The paper is also a natural progression of the ongoing work of the authors, who have focused on actual data instead of models and theories. Anthony Watts put together a volunteer team to do the due diligence the government said it could not afford on the stations and found the vast majority (90%) to be sited poorly by the governments own standards. He has documented issues with the equipment and shelters and he and his Watts Up With That bloggers have documented many station issues created by post-processing of raw data.

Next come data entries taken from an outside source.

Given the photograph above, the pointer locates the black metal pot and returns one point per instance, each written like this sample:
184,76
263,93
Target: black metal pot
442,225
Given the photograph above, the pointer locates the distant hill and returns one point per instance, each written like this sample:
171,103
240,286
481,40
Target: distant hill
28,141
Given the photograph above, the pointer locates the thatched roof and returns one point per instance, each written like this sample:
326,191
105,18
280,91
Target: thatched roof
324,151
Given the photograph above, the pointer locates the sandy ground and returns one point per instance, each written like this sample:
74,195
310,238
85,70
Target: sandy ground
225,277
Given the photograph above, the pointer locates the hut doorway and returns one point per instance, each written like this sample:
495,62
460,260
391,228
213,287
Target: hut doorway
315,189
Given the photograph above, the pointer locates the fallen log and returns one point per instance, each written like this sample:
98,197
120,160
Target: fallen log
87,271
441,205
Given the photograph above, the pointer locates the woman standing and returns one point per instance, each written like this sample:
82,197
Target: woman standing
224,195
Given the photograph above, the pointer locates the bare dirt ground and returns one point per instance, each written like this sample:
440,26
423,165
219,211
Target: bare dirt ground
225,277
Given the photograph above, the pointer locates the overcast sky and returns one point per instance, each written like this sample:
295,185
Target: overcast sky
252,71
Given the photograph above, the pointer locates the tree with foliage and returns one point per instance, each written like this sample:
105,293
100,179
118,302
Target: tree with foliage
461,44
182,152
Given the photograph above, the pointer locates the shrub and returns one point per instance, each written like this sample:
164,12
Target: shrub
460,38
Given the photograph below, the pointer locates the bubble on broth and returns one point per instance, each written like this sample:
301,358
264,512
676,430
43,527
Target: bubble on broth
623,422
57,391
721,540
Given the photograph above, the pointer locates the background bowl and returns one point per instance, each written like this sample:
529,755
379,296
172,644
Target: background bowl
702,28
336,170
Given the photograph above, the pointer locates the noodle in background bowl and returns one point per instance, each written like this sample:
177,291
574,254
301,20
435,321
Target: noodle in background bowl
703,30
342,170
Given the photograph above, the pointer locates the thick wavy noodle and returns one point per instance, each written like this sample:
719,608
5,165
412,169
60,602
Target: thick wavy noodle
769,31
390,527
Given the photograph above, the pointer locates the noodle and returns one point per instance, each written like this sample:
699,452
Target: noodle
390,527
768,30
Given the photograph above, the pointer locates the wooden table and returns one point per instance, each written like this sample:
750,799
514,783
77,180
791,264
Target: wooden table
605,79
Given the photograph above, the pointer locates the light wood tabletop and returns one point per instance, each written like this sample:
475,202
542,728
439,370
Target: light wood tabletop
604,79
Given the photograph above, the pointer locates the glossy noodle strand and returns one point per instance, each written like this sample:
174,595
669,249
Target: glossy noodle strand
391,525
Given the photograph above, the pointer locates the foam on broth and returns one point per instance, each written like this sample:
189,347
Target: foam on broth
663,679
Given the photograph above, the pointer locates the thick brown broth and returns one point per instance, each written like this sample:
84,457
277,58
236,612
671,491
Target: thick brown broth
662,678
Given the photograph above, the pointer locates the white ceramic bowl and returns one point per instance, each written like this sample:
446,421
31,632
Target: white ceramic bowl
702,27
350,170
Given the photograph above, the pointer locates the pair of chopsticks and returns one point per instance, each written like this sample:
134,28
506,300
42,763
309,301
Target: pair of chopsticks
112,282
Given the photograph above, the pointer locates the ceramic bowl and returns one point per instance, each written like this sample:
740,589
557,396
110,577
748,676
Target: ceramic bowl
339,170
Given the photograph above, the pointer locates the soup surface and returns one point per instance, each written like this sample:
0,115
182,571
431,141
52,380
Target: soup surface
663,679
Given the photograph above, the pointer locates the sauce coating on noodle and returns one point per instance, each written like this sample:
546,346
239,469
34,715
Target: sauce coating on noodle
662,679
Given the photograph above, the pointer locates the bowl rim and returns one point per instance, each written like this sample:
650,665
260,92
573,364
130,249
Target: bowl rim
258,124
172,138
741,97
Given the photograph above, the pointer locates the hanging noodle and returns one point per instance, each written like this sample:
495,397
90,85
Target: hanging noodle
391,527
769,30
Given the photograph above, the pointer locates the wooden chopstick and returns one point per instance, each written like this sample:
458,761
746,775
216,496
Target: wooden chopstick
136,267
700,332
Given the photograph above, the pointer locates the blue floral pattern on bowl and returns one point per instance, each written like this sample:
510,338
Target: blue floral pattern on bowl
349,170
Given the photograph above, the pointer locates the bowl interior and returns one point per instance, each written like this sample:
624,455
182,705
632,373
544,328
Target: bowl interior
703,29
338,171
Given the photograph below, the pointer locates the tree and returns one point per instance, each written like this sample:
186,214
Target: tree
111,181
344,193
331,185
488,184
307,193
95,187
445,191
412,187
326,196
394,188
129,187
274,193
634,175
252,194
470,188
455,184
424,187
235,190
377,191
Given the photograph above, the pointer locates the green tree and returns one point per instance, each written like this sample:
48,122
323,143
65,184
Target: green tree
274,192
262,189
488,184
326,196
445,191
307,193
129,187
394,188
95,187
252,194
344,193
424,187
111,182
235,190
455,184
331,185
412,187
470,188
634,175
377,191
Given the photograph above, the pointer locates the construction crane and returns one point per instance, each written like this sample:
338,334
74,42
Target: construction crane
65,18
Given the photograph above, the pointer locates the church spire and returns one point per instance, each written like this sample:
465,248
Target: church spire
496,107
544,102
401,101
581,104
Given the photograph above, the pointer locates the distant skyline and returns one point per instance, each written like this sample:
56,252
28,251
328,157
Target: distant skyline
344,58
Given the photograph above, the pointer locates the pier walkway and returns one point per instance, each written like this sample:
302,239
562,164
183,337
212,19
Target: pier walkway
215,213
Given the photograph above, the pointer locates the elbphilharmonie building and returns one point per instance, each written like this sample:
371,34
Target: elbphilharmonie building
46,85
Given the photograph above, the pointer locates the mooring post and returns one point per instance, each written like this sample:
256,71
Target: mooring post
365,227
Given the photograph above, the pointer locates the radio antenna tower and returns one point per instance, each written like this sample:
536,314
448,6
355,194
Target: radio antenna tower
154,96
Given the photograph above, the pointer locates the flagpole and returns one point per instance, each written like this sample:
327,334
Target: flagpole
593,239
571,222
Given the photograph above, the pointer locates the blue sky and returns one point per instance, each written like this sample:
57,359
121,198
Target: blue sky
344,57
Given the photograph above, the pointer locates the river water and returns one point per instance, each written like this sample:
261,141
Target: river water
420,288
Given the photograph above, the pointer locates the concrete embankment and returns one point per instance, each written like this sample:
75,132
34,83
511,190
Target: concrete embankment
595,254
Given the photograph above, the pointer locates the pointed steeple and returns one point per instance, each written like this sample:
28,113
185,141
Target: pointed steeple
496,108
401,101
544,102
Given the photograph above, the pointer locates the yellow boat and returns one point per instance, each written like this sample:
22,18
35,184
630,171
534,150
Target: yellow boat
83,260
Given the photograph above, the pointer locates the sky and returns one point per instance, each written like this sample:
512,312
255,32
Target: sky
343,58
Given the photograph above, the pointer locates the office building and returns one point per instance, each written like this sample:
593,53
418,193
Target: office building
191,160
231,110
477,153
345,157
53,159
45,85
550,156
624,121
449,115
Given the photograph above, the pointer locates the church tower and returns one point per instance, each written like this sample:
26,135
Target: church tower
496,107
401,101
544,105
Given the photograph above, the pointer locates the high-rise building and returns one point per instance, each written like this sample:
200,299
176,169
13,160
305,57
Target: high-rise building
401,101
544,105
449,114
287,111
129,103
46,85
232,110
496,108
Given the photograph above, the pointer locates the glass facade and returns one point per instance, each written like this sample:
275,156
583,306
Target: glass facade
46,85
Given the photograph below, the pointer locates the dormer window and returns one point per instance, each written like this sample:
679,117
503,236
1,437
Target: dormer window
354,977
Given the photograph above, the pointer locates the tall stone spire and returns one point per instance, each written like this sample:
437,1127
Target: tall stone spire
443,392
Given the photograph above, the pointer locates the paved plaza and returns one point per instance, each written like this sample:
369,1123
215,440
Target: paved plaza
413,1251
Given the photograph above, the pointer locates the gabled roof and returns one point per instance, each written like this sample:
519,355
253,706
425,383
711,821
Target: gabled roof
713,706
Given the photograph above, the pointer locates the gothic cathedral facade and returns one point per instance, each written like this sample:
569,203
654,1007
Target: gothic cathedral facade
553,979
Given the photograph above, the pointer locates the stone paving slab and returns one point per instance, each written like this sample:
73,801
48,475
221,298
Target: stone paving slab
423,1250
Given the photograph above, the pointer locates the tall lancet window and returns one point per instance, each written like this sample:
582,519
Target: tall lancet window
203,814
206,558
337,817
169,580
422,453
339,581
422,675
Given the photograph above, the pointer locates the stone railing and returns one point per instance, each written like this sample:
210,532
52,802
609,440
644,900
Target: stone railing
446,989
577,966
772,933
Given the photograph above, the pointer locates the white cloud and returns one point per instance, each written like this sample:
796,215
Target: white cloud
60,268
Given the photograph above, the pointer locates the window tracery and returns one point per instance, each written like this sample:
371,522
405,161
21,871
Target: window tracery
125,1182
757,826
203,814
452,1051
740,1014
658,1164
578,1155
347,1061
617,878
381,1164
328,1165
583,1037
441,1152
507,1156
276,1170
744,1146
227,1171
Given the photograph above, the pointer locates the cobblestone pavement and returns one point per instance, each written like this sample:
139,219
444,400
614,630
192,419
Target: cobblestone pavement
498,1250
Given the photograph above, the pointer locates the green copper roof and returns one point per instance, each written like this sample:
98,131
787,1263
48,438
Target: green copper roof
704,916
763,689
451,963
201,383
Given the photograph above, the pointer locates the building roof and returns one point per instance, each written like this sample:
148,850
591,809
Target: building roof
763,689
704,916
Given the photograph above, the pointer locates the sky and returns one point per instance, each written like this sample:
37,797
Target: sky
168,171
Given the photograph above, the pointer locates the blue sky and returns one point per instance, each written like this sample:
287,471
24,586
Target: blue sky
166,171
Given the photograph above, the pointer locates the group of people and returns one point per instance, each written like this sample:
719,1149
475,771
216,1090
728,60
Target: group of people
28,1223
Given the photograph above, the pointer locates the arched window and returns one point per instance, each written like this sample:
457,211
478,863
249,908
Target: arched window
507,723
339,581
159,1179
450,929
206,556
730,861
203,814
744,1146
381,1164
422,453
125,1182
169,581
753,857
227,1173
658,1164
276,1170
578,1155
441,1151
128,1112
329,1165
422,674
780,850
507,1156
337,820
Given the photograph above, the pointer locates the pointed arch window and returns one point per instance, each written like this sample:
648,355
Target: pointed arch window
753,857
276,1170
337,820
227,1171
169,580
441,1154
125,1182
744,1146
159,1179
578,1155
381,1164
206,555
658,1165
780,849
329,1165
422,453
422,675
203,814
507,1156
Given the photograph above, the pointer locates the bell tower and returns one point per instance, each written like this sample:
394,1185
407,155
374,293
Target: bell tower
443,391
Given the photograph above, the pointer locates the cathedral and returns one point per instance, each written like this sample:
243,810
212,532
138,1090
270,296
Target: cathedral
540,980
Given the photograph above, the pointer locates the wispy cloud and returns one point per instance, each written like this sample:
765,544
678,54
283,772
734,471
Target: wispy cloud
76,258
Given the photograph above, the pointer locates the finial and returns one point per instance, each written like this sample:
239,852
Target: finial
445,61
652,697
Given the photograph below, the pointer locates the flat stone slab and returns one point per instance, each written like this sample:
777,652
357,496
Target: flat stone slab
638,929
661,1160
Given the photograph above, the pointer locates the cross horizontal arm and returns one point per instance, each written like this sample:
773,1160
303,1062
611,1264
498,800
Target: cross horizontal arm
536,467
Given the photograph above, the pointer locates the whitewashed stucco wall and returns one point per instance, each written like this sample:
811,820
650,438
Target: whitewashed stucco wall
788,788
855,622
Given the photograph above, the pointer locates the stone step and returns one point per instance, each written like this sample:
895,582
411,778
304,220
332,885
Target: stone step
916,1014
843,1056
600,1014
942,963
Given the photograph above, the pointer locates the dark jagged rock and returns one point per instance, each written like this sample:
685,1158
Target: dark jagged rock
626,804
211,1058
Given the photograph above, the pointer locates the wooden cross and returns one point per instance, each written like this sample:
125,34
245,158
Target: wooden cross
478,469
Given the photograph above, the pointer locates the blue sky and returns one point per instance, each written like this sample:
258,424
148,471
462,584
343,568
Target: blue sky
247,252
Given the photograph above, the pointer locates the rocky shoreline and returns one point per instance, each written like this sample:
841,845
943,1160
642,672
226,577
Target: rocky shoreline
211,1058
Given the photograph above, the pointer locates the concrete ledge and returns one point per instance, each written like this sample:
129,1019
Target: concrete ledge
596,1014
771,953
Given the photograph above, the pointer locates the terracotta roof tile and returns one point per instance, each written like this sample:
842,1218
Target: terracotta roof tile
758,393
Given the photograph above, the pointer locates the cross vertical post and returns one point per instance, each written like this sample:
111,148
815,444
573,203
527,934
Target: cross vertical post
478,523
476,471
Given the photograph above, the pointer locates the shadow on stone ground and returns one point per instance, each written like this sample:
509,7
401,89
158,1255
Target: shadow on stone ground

Joe D’Aleo was inspired many years ago by association with the father of Climatology, Helmut Landsberg, to study the effects of urbanization and land use changes on microclimates. He has tracked research on data quality issues including station dropout, increasingly missing months and contamination by urbanization and land use changes. Joe has alerted NOAA and the EPA about poor integrity of the data bases.
Also as a contributing programmer/researcher, E.M. Smith has been working with the NOAA Global Historical Climate Network (GHCN) and NASA’s GIStemp program for processing the NOAA global data. Smith’s forensic background and skills allowed him to parse the data by country, latitude and elevation characteristics. Watts and Smith are intimately familiar with the poor metadata, which makes the critical analysis of the historical record and data
adjustments challenging or even impossible.
This paper inspired and motivated others toward a more in depth look into the data and methodology - a positive and welcome development long overdue. CRN was introduced but is now hard to find in useful forms. ARGO Buoys provided the important global ocean data coverage but the data set like other data sets like USHCN v1 that had an adjustment for UHI and new technological advances for getting at other data like UAH/RSS satellite derivations of lower tropospheric temperatures, measure from space of sea levels get ‘adjusted’ to better fit the modelling instead of motivating changes to the theory and GHG models which greatly overdo the natural cyclical warming.
One of the addendum studies related to the shocking differences for CPK temperatures from the different data sets like raw observations, USHCNv1 with UHI and USHCNv2 with homogenization replacing UHI and GHCN with no UHI.